Homofobia em questão no Brasil
Enviada em 23/08/2020
Em 2019, o Supremo Tribunal Federal (STF) tomou a decisão de criminalizar os atos de homofobia e transfobia no Brasil. Apesar de ser um marco histórico na defesa dos direitos da comunidade LGBTQI+, a decisão ainda se mostra insuficiente, uma vez que o Brasil é um dos países onde mais se registram casos de homofobia, segundo a revista EL País.

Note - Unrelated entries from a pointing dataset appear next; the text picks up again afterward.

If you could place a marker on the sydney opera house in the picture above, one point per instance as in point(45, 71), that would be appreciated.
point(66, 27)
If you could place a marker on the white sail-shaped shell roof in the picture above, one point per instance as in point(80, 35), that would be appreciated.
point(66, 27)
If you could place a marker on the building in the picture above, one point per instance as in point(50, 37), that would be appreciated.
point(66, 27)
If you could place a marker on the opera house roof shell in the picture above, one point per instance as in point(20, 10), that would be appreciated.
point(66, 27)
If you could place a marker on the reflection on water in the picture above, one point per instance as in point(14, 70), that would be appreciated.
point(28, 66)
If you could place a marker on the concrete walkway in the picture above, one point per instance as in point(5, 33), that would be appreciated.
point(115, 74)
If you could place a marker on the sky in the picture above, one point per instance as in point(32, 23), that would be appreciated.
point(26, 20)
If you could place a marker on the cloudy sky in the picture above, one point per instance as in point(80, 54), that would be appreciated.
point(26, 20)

Deve-se pontuar de início, que uma das principais causas da homofobia se encontra na intolerância e ignorância por parte de muitas pessoas, principalmente, aquelas de forte doutrina religiosa. Esse cenário, infelizmente, contribui para a dissiminação de ações como a discriminação do indivíduo (em função de sua orientação sexual), podendo ocasionar, em casos mais graves, a homicídios. Segundo levantamento feito pela GGB (Grupo Gay da BAhia) a cada 23 horas, ocorre uma morte por homofobia.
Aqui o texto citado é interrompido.